The relative displacement between the bilateral first molars of model 8 was set to 1, to compare the effect of other designs on the amount of jaw displacement.

Prosthesis design

In the study, the relative displacement between the bilateral first molars of model 8 was set to 1, to compare the effect of other designs on the amount of jaw displacement. During the maximum opening, minimum flexibility of the mandible was detected in models 1, 4, and 7 (full-arch bridge with or without cantilever), relative displacements of which were 0.47, 0.47, and 0.57, respectively (at the bilateral first molar region in the condylar convergence direction). For the full-arch bridge, the flexibility increased as the number of implants decreased (models 1 and 4 vs. model 7). A higher level of flexibility (0.85) was detected in models 2, 3, 5, and 6 (segmental framework). Therefore, compared with full-arch bridges, segmented superstructures favor in preserving the physiological bending of the mandible. Regarding the superstructure material, the mandible displacement of the titanium group was slightly higher than that of the zirconia group of the one-piece framework, with no significant difference in the segmental framework, as shown in the middle (zirconium-maximum opening) columns of Table 7.

Loading condition

As shown in the bottom (titanium-unilateral molar clenching) columns of Table 7, in right molar occlusion, the effect of the superstructure design on MF was more pronounced than that in the opening. The relative displacements of the one-piece framework were only 0.20–0.27 (models 1, 4, and 7), while relative displacements of segmented frameworks (models 2, 3, 5, and 6) were more than 0.85.

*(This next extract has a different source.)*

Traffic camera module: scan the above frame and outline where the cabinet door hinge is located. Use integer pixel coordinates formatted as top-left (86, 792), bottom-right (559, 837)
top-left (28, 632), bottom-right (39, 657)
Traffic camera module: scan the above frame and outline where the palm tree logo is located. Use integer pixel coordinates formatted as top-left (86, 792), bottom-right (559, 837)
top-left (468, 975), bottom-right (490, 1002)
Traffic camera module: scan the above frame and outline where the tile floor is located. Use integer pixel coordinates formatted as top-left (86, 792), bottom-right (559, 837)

Stress distribution (von Mises stresses) in the mandible

As shown in Figure 5, in three facial types, the stress in the mandible was the highest in the brachyfacial type, followed by mesofacial and dolichofacial types, and all groups represented the same pattern of stress distribution.

FIGURE 5

Von Mises stresses in the mandible of different facial types. (A) Inside view of the mandibular ascending ramus. (B) Occlusal view of the mandibular body. The stress peak values of the mandible mainly appear at the mandibular median joint, below the sigmoid notch of the mandibular ascending ramus and at the bone interface of the implants.

For gender, as shown in Table 8, the maximum von Mises stress of the mandible in the female group was slightly higher than that in the male group of brachyfacial and mesofacial types but lower for the dolichofacial type. Both patterns of stress distribution were the same. Because the mesofacial type was the most prevalent (70%) in the population (Sella Tunis et al., 2021), the group of the mesofacial type (male) was chosen to assess the effect of other factors.

TABLE 8

Maximum von Mises stresses on the mandible and prostheses in different facial types and genders in the mandibular opening (male/female) (MPa).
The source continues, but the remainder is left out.